Volevamo leggere un’intervista un po’ diversa al patron di una grande tenuta italiana che produce vino ed olio, ma che ha anche un apprezzato ristorante del territorio. Per essere sicuri che le risposte ci piacessero ce le siamo direttamente inventate noi.
Come nasce il vostro vino?
Nasce in cantina, non certo in vigna. Qui in Tenuta Cà Furbin della vigna ci frega meno di zero. A noi la vigna ci piace mandarla in malora. Anche perché abbiamo un enologo super, un chimico più che altro. È lui che aggiusta tutto. Un po’ di pratiche di cantina, di microcose, e tutto va al suo posto. Otteniamo un vino che piace al consumatore. E il giudizio del consumatore per noi è l’unico che conta.
Cosa pensa dei vitigni autoctoni?
Gli autoctoni per come la vediamo noi se ne possono tranquillamente andare affanculo. O meglio, ci interessano nella misura in cui vanno di moda. In quel caso viva gli autoctoni, allora li facciamo anche noi.
Lei pensa che un vino debba rispecchiare l’identità del terroir?
Guardi, il terroir è una bufala che avete inventato voi giornalisti. Siete stati bravi però, alla gente il concetto è piaciuto. Tanto che adesso lo sfruttiamo anche noi. Pensi al claim della nostra ultima campagna: “Cà Furbin, terroir quotidiano”. Per sottolineare il fatto che il nostro è un terroir che te lo puoi portare a casa tutti i giorni, a prezzi contenuti. Per parafrasare Ennio Doris potremmo dire “un terroir costruito intorno a te”.

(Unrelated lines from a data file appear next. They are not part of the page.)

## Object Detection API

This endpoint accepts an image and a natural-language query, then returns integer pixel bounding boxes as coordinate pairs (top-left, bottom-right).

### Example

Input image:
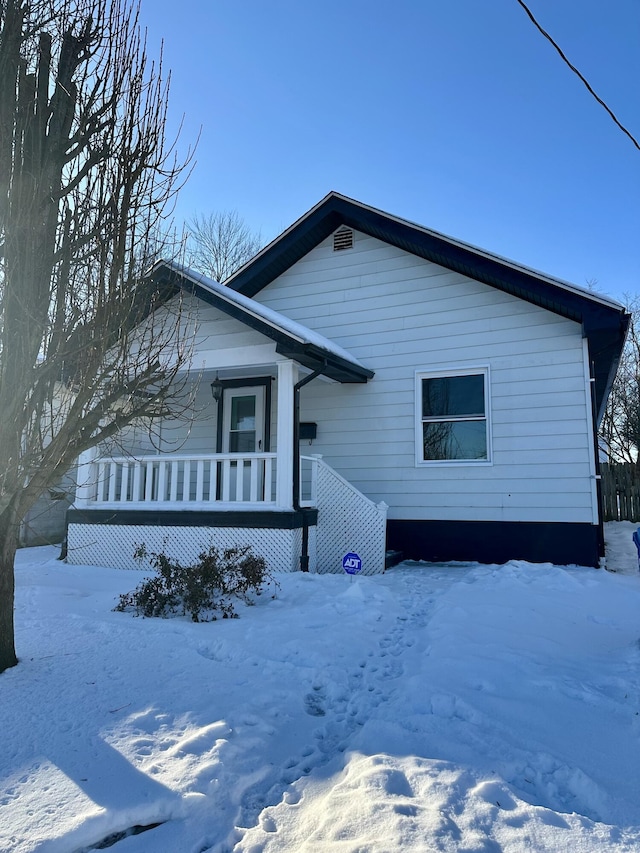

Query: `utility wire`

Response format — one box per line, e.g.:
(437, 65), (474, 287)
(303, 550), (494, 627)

(516, 0), (640, 151)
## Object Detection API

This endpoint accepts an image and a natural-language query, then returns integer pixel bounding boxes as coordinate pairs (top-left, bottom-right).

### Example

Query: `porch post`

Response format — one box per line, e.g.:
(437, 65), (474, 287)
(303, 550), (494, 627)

(73, 447), (98, 509)
(276, 361), (298, 509)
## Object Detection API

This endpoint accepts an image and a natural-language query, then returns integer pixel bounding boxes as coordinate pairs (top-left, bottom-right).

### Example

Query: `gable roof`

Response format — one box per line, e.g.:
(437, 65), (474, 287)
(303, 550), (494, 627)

(226, 192), (630, 417)
(149, 261), (374, 382)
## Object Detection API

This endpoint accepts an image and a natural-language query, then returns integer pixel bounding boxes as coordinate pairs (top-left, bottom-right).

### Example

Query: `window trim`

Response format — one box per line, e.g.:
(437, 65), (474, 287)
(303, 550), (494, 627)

(414, 364), (493, 468)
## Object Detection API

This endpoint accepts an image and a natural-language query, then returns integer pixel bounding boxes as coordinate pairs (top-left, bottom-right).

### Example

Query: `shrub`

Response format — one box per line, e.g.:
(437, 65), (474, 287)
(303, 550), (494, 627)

(114, 545), (277, 622)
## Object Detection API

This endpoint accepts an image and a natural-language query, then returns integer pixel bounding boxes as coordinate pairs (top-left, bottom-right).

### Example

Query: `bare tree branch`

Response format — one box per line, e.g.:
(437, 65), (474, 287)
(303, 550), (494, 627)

(187, 210), (262, 282)
(0, 0), (193, 672)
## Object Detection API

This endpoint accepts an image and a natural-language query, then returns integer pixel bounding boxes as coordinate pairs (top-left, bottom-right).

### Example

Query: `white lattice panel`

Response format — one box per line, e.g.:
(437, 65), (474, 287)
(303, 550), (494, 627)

(67, 524), (302, 572)
(316, 462), (387, 575)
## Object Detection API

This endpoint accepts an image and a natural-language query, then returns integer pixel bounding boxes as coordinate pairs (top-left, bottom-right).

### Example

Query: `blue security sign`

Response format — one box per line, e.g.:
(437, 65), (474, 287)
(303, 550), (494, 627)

(342, 551), (362, 575)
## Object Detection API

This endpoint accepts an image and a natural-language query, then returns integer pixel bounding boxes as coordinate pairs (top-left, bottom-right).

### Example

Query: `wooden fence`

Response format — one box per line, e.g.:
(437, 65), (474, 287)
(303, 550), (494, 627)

(600, 462), (640, 521)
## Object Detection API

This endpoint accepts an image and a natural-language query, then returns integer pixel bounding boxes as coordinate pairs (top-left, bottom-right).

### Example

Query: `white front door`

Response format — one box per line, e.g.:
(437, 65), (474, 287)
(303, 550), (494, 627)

(222, 385), (266, 453)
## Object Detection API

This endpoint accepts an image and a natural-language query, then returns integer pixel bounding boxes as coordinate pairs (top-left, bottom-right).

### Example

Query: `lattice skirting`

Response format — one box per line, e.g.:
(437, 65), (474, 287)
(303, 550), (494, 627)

(317, 465), (386, 575)
(67, 524), (316, 572)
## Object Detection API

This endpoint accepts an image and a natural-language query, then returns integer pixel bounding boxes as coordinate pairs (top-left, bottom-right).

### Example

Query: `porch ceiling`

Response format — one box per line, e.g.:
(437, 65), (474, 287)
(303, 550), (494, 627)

(150, 261), (374, 383)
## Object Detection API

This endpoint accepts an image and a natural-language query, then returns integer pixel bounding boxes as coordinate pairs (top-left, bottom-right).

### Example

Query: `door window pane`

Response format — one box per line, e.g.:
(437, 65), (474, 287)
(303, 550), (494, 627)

(229, 394), (256, 453)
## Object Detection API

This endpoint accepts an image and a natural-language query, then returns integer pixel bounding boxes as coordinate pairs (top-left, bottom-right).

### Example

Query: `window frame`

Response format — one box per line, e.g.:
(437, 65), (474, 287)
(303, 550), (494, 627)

(415, 364), (493, 468)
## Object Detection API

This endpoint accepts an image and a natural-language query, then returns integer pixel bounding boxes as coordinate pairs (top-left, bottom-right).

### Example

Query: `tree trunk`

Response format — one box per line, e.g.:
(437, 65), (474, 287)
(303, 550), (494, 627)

(0, 506), (18, 673)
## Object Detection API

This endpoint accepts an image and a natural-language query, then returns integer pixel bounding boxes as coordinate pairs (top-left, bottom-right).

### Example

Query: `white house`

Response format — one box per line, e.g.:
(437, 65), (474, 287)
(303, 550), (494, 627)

(68, 193), (629, 573)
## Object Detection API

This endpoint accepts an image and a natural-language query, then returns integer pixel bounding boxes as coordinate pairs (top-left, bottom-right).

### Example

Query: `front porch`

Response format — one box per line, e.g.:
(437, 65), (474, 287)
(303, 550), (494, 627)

(67, 453), (387, 574)
(67, 262), (386, 574)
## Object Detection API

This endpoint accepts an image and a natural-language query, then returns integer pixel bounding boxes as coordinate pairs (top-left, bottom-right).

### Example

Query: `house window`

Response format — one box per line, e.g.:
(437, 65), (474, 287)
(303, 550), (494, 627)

(417, 368), (490, 463)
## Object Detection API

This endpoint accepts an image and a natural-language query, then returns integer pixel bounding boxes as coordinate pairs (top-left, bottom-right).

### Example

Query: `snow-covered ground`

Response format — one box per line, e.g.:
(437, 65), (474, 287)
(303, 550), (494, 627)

(0, 523), (640, 853)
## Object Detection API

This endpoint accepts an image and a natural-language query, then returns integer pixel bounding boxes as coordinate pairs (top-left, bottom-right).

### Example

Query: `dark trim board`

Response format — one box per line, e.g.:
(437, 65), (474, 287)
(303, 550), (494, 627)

(67, 509), (318, 530)
(387, 519), (599, 566)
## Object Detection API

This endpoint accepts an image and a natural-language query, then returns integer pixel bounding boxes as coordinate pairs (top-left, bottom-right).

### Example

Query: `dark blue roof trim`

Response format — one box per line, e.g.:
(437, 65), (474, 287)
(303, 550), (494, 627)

Avete anche un ristorante nella vostra tenuta
“Si certo come le dicevo lo facciamo per seguire la moda. Avere anche il ristorante non solo incrementa i nostri guadagni ma da anche al tutto una parvenza più autentica, più familiare direi”.
E la gente apprezza?
Si beve tutto volentieri. In tutti i sensi.
E l’olio? Mi lasci indovinare: ne fate poco, solo per gli amici, non è il vostro business…
Bravo! Vedo che si è sintonizzato sulla nostra mentalità! Questo è proprio ciò che dichiariamo noi. Ed effettivamente l’olio lo facciamo solo per i nostri amici. Che sono circa centocinquantamila, come le bottiglie che produciamo.
Come vede lei nella struttura di un vino la componente data dall’affinamento in legno?
È presto detto: abbiamo la linea “easy drink” che facciamo senza passaggio in legno. Poi la linea che abbiamo denominato “barrique”. Questa la facciamo buttando nelle vasche di fermentazione dei trucioli di legno, così alla brutto Dio per intenderci. Prima i saputelli volevano solo il vino passato in barrique, adesso invece va di moda dire che c’è troppo legno. E noi ci siamo fatti trovare pronti.
Qual è la filosofia del vostro chef?
L’assoluto disinteresse per il prodotto. Facciamo cotture lunghe in modo da sfiancare completamente la materia prima. Alla fine la rendiamo irriconoscibile. Questo è il motivo per cui possiamo anche permetterci ingredienti non di prima qualità. A noi piace dire che è il nostro segreto.
Lo chef ama poi la complicazione: aggiungere ingredienti e rifuggire la semplicità. Salse pesanti, abbondanza di condimenti e non essere timidi col sale. Ecco la nostra filosofia. E i clienti apprezzano. Altro che nouvelle cuisine o cucina creativa!